Corporate Personhood is the idea that corporations are like people—at least when it comes to certain rights and entitlements. This might explain why some corporations, like people, choose to ‘go on a diet’ in their case, a diet of finances! Poor financial management is a source of much heartache (and heartburn!) for businesses, particularly small businesses.
Often it isn’t a lack of revenue or a weak profit stream that’s to blame—just poor regulatory mechanisms and next-to-no financial planning. It’s not whether you have money coming in, but how you manage company finances that matters.
Knowledge is power, and financial knowledge increases your control over your finances. Financial literacy as it’s also called is a critical tool in any small business owner’s toolbox. As we’re often reminded, it’s our responsibility to familiarise ourselves with the Law, so that we don’t break any laws. Similarly, understanding the laws of cause and effect from a financial perspective, as they apply to your business, is invaluable.
What does this involve? Well, for one thing, it means getting comfortable with your company’s financial statements. After all, if you don’t know what you’re supposed to be regulating—how are you going to regulate it?
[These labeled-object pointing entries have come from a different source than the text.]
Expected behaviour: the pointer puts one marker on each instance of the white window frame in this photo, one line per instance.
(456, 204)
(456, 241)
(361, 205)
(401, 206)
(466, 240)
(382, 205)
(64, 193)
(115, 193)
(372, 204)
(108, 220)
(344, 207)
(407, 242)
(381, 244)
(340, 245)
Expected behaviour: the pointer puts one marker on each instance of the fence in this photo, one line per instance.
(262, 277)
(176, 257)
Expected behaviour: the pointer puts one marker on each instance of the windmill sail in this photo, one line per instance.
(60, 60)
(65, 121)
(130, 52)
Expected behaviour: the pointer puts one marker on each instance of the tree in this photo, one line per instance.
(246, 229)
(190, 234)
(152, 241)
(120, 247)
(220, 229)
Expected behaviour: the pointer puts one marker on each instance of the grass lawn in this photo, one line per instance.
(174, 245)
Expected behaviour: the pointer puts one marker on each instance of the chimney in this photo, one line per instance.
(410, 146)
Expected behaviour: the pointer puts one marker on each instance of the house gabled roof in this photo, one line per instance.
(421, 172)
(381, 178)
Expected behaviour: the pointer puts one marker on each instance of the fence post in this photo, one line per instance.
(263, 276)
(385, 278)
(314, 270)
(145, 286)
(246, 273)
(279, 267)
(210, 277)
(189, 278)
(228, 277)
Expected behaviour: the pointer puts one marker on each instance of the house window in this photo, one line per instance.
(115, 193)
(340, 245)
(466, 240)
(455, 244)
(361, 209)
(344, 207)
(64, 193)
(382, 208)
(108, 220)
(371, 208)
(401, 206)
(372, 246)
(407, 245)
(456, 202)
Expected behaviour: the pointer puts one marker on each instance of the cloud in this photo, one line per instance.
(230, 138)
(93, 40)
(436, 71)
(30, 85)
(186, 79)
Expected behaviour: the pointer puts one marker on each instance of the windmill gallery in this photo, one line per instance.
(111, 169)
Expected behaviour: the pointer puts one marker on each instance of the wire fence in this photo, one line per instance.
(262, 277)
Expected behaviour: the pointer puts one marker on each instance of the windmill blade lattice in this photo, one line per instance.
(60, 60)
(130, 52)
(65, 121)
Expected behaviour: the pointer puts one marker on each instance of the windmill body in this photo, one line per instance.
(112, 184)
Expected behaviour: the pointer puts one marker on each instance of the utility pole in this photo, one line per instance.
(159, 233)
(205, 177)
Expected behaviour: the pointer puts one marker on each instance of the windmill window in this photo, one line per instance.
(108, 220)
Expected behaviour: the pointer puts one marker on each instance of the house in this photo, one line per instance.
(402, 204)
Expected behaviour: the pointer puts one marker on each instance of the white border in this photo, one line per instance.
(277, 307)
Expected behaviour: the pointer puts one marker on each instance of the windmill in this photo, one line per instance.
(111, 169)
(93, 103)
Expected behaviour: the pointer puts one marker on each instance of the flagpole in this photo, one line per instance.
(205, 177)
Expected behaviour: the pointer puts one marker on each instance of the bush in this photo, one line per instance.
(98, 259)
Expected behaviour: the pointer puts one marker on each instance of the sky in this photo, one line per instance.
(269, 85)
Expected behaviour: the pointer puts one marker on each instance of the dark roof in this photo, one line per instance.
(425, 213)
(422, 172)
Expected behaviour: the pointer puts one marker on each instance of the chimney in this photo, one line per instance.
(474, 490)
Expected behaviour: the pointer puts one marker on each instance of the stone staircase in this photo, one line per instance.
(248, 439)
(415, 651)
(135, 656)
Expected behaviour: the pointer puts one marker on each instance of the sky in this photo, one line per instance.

Your business’s financial statement consists of three key elements: a profit and loss statement, a cash flow statement, and a balance sheet.
The first gives you a snapshot of your revenue and expenses, the second the net growth or fall in cash, and the final document a look at your assets and liabilities. Each of these elements functions as a barometer of your fiscal state and how stable or volatile it is.
Reduce and capitalise on your remaining assets
Where possible, scale back your assets. Assets are of course linked to sales and revenue, but they can also be expensive to maintain. Your assets dictate the amount of capital you need to raise, and capital for its part isn’t cheap.
If you do it strategically, you should be able to reduce your assets and successfully capitalise on the assets you do have in order to leave your revenues unscathed. This is something of a tightrope walk, but is not impossible to accomplish.
Budget, budget, budget
If it wasn’t already clear, the importance of budgeting can’t be stressed enough. In conjunction with an understanding your financial statement, a well-planned budget helps ready you for many eventualities. It allows you to be flexible in how you respond to sudden, unplanned, expenditures for example. It allows trains you to think realistically in terms of short-term, mid-term, and long-term goals. This budget should include an estimate of future sales prices and volumes, as well as cost.
With a budget,your accountant will be able to come up with a projected profit and loss statement. This will help you measure your performance in the coming year, to see how you’re faring, and to determine if you need to change direction mid-stream.